San Franciscan Chris Moseman already does the basics of conservation: He watches less television and often burns candles in his four-bedroom Castro apartment. But with his inefficient steam heaters and spotty insulation, he loses money through soaring utility bills as fast as he loses heat. Calls to his landlord have fallen on deaf ears, he said.

“If you’re a renter in this city, your options in saving energy are pretty limited,” said Moseman, a Kinko’s employee whose neighborhood was hit by last week’s blackout. “Landlords have no incentive to make energy-related repairs. With rent control, most believe they should be getting lots more for their place and are in no mood to bargain.”

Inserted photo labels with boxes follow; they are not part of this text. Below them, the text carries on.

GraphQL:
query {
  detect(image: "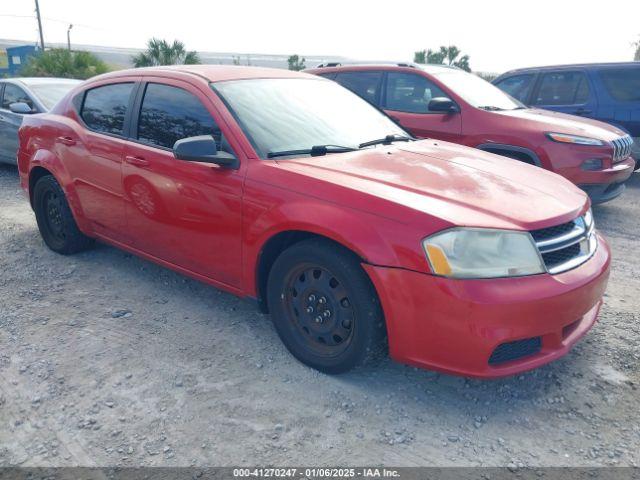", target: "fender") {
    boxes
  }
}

[476,143,542,168]
[26,148,93,236]
[243,196,426,297]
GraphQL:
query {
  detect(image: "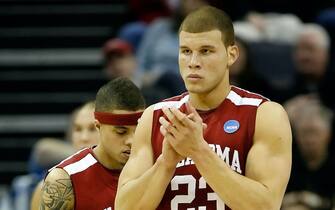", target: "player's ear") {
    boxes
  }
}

[94,120,101,131]
[227,45,240,66]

Tenants’ rights groups reluctantly agree that renters have little legal recourse to move landlords to make energy-saving improvements. Lauren Saunders, a housing attorney for Bet Tzedek Legal Services in Los Angeles, said the burden is on tenants to show that defective appliances or lack of insulation pose a health and safety hazard.

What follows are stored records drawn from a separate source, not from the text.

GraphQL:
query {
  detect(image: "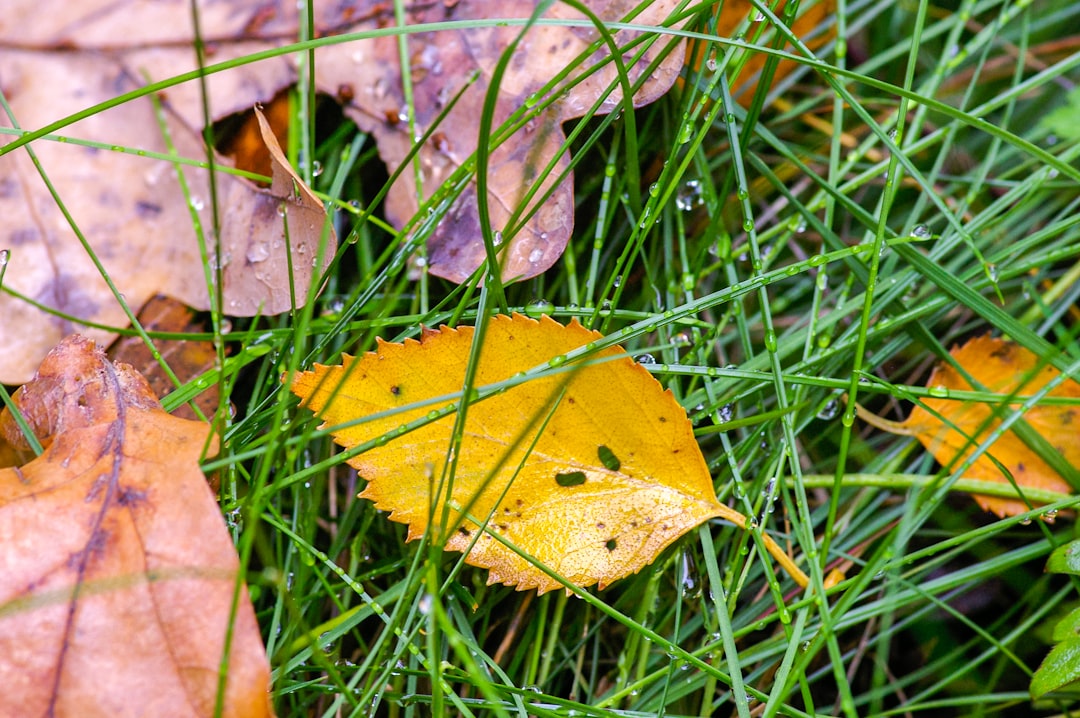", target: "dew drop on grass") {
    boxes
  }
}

[818,398,840,421]
[675,179,704,212]
[912,223,930,240]
[525,299,555,319]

“It’s a tough one,” said Saunders. “We’ve had complaints from tenants who say their utility bills have shot up because of leaky refrigerators, lousy insulation and the like.”

Advertisement

In contrast, well-heeled homeowners who can afford an increase in electricity bills and the jump in unregulated gas prices need to be convinced that saving energy is valuable and necessary.

Daniel Wilkinson, a 26-year-old software engineer who just bought his first house in San Francisco, says he’s only so willing to listen to any energy-saving tips from the state’s utilities.

The way Wilkinson sees it, he didn’t create the crisis--it was bad decision-making on the part of the state and the utilities to deregulate a volatile industry.

“So now I don’t really trust them to tell me how to save energy,” he said. “I’m not a wasteful person. But let me tell you, if I need to use something and I want it, I’m going to use it, no matter what the utilities tell me.”